0.9641 currently, parity awaits!
There's so many different ways to creatively measure cost its highly debateable. You think the parent companies of Ford and Holden wanted to show a profit in Australia and pay Australian tax ? Come on... lets not be naïve about multinationals ability to manipulate profits through transfer pricing methodologies.
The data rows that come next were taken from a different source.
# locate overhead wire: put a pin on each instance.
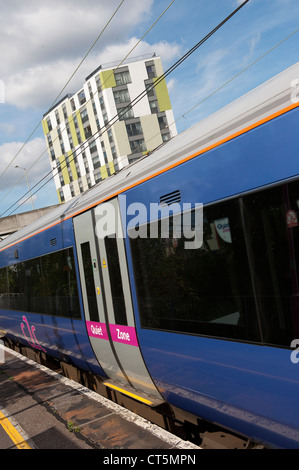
(71, 117)
(60, 93)
(144, 93)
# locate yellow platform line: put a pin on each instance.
(15, 436)
(130, 394)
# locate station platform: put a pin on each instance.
(42, 409)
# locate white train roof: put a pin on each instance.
(258, 104)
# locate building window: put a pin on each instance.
(64, 111)
(122, 78)
(81, 97)
(154, 107)
(125, 114)
(134, 129)
(57, 118)
(49, 124)
(84, 115)
(138, 145)
(92, 146)
(151, 71)
(121, 96)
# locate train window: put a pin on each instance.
(60, 285)
(89, 282)
(115, 281)
(200, 291)
(273, 233)
(42, 285)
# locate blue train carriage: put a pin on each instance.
(208, 327)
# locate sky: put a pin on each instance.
(42, 43)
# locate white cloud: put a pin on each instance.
(45, 43)
(15, 177)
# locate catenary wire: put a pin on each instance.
(139, 97)
(40, 156)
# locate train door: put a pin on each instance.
(107, 299)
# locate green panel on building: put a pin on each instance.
(162, 95)
(107, 79)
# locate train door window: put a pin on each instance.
(292, 220)
(115, 281)
(89, 282)
(15, 273)
(34, 299)
(3, 288)
(199, 291)
(265, 215)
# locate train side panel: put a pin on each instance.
(62, 336)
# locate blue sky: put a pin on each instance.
(41, 44)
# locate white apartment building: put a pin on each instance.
(94, 133)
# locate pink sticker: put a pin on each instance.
(97, 330)
(124, 334)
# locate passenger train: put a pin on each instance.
(211, 328)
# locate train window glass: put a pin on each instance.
(89, 282)
(3, 288)
(42, 285)
(292, 220)
(32, 281)
(200, 291)
(115, 281)
(271, 247)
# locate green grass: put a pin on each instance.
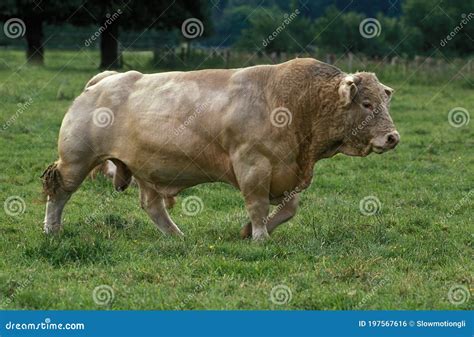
(330, 255)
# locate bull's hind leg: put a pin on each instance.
(254, 183)
(285, 211)
(154, 205)
(60, 180)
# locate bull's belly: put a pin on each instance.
(174, 172)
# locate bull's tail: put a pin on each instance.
(52, 180)
(97, 78)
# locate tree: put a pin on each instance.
(272, 30)
(26, 18)
(112, 16)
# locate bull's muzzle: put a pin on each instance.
(386, 142)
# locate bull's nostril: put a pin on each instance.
(391, 139)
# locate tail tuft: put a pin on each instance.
(52, 181)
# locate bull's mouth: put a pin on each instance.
(378, 149)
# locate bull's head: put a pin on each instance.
(369, 127)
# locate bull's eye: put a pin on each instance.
(367, 105)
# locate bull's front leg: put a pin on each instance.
(254, 182)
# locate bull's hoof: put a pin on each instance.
(50, 229)
(261, 236)
(246, 231)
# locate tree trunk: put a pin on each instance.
(109, 55)
(34, 40)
Leaving that debate to one side, one thing for absolute sure is there will be tens of thousands of employees no longer employed by Ford, Holden or the myriad of associated component manufacturers, and all those people won't be spending their respectable sized wages at the local restaurants, bars, clubs e.t.c. so add up the multiplier effect as its affects hundreds of other small business's and retailers already impacted by the serious cutback's in the mining industry and its easy to see why the fundamentals for the Australian economy aren't looking good. What's their forecast deficit again ? $50 Billion ?
If you read the figures published when the closures were announced, it would have been cheaper to shut up shop 5 years ago and for the govt. to give every employee a million dollars. Transfer pricing or not - they wouldn't shut up shop if there was a choice, but even with subsidies etc. it just doesn't stack. Australian labour rates are simply too high. Labour rates have also killed off the bulk of car production in Germany.
Perhaps some anticipation of interest rates being kept on hold into 2016 due to NZ deflationary pressures might make the $ bob about below 1 for the time being.
Could even be that LVR by itself alone may be enough control for the RBNZ for some time to come.